I write this now, back home in London after my residency at the Ventnor Exchange (I came to the island for two weeks at the end of May to explore the themes and content for a new solo show I’m developing); I’ve taken a break from the project temporarily to work on another show which, much like MZD’s book, has begun sprawling off and looping back on itself, connecting inevitably to themes and content present in House of Leaves and some of my purposes in originally coming to the island. It’s getting tricky to separate the ideas. You can’t tell creativity which room to wait in – it’ll roam the whole house like a cat until it finds the most tricky spot to curl up in, like out of sight at the top of the stairs or around your ears while you try to sleep.
The two weeks were fantastic.
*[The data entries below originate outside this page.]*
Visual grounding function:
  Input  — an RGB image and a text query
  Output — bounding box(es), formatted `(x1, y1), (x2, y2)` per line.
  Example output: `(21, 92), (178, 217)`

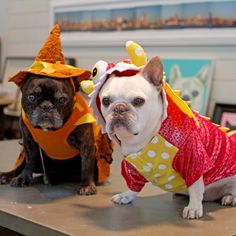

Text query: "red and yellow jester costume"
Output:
(90, 42), (236, 192)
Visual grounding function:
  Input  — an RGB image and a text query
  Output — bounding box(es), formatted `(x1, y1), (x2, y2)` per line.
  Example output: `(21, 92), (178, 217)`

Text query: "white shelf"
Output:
(61, 28), (236, 47)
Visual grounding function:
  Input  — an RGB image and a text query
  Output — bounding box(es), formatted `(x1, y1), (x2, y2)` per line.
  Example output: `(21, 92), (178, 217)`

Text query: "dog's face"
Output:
(99, 57), (163, 152)
(170, 65), (210, 111)
(21, 75), (74, 130)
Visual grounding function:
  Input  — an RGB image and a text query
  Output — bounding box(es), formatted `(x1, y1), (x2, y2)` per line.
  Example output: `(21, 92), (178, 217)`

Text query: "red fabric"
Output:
(122, 92), (236, 192)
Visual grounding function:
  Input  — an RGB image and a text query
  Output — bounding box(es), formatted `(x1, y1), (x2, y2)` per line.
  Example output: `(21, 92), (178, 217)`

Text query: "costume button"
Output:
(165, 141), (173, 147)
(147, 150), (156, 157)
(129, 153), (138, 159)
(152, 137), (159, 143)
(167, 175), (175, 182)
(165, 184), (173, 189)
(158, 164), (166, 170)
(161, 152), (170, 160)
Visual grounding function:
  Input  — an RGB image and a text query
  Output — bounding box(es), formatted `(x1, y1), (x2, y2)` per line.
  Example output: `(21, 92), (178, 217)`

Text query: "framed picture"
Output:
(53, 0), (236, 32)
(212, 103), (236, 130)
(162, 58), (213, 115)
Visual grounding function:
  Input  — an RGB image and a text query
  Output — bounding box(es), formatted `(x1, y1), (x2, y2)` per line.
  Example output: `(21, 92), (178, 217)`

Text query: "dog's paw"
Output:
(111, 190), (138, 204)
(78, 183), (97, 195)
(183, 205), (203, 220)
(10, 173), (33, 187)
(0, 173), (12, 184)
(221, 195), (236, 206)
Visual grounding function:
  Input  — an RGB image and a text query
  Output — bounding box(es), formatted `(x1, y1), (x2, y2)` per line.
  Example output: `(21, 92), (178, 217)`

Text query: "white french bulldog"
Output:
(90, 57), (236, 219)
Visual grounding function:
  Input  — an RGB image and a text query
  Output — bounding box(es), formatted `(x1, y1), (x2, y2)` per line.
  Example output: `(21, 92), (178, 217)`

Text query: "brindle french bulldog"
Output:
(0, 75), (97, 195)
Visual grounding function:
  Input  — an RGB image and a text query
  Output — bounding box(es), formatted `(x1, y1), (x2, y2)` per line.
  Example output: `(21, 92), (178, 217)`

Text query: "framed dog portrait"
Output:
(212, 103), (236, 130)
(162, 59), (213, 115)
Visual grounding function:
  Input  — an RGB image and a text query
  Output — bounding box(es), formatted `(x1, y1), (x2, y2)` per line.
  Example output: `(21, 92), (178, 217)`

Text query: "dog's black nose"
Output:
(113, 103), (128, 114)
(40, 101), (54, 112)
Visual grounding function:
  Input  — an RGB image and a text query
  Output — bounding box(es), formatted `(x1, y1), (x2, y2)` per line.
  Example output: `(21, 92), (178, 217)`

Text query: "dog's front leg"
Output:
(68, 124), (96, 195)
(183, 177), (205, 219)
(111, 189), (138, 204)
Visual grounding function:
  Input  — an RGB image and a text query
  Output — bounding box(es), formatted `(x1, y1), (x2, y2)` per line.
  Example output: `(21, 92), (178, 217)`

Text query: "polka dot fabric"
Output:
(125, 134), (187, 192)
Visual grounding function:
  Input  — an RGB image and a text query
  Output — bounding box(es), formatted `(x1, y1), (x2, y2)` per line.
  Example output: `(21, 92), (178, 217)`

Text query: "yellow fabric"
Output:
(75, 113), (96, 126)
(125, 134), (187, 192)
(126, 41), (147, 66)
(22, 93), (95, 160)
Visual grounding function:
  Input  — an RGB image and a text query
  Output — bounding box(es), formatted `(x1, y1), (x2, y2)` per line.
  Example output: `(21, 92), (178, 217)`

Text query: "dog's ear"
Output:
(141, 57), (163, 91)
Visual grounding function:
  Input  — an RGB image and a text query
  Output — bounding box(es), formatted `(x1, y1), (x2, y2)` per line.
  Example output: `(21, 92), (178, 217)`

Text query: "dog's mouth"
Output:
(30, 111), (63, 131)
(108, 118), (139, 137)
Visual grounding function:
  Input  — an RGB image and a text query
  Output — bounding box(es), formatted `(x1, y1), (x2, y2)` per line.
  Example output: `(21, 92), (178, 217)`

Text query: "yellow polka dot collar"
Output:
(125, 134), (187, 192)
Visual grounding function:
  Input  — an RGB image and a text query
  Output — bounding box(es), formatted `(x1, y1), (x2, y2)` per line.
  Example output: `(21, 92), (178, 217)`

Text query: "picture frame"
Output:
(162, 58), (214, 115)
(50, 0), (236, 47)
(212, 103), (236, 130)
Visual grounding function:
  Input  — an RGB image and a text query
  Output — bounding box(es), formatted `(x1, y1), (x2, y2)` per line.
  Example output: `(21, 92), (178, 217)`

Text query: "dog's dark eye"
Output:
(132, 97), (145, 107)
(59, 97), (66, 104)
(102, 97), (111, 107)
(27, 94), (36, 102)
(192, 90), (199, 97)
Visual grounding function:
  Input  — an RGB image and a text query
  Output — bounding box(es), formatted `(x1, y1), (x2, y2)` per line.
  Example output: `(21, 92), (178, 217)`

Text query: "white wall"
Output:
(0, 0), (8, 71)
(0, 0), (236, 114)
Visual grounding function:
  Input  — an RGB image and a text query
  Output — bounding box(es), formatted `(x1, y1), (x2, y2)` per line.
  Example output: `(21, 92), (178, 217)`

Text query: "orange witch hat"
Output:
(9, 25), (91, 86)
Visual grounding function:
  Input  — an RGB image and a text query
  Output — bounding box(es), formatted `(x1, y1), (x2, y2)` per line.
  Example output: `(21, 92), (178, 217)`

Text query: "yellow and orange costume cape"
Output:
(9, 25), (113, 182)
During my time at the Exchange I met two writers (one, the author of a book on crows who works the rides at Blackgang Chine by day and writes by night, the other a playwright who has a brilliant scheme which involves getting a bus from Southern Vectis as far from the island as possible), two designers (one who inspired the name of the my first blog ‘Opening the Door’ and the other who creates entire worlds that young people can step into), an visual artist (who’s recently been building wooden monoliths), a writer/actor (who used to play a dinosaur and can often be found reviewing bands), a musician (who sees notes as colours), a photographer (who found a brilliant way to explore the world through story), a choreographer (who let me try on the burial clothes of a dead man), a local writers group (who drew pictures of their homes for me), a filmmaker (who played me hypnotic images of dark woods) and three individuals who willingly blacked-out and locked themselves in a bathroom with me while I sat, blocking the exit, telling them ghost stories.
This was my first time beginning a project entirely alone. I learnt a lot from the experience, not just about how to work by myself but also about the importance of never doing it for too long. The brilliant range of people I met, local to Ventnor, kept my ideas fresh and helped me stay on track. The chance to be entirely out of my usual environment gave me a huge amount of mental space to be able to really focus down and to explore feely.
My next stage with the project is to take stock and apply for funding as well as reaching out to some new collaborators. I can now do this with a real sense of purpose and direction thanks to the time in Ventnor. I feel very proud to have been the Ventnor Exchange’s first Artist in Residence. I hope, once the thing emerges, it’ll get a chance to return to the place it began in it’s finished form.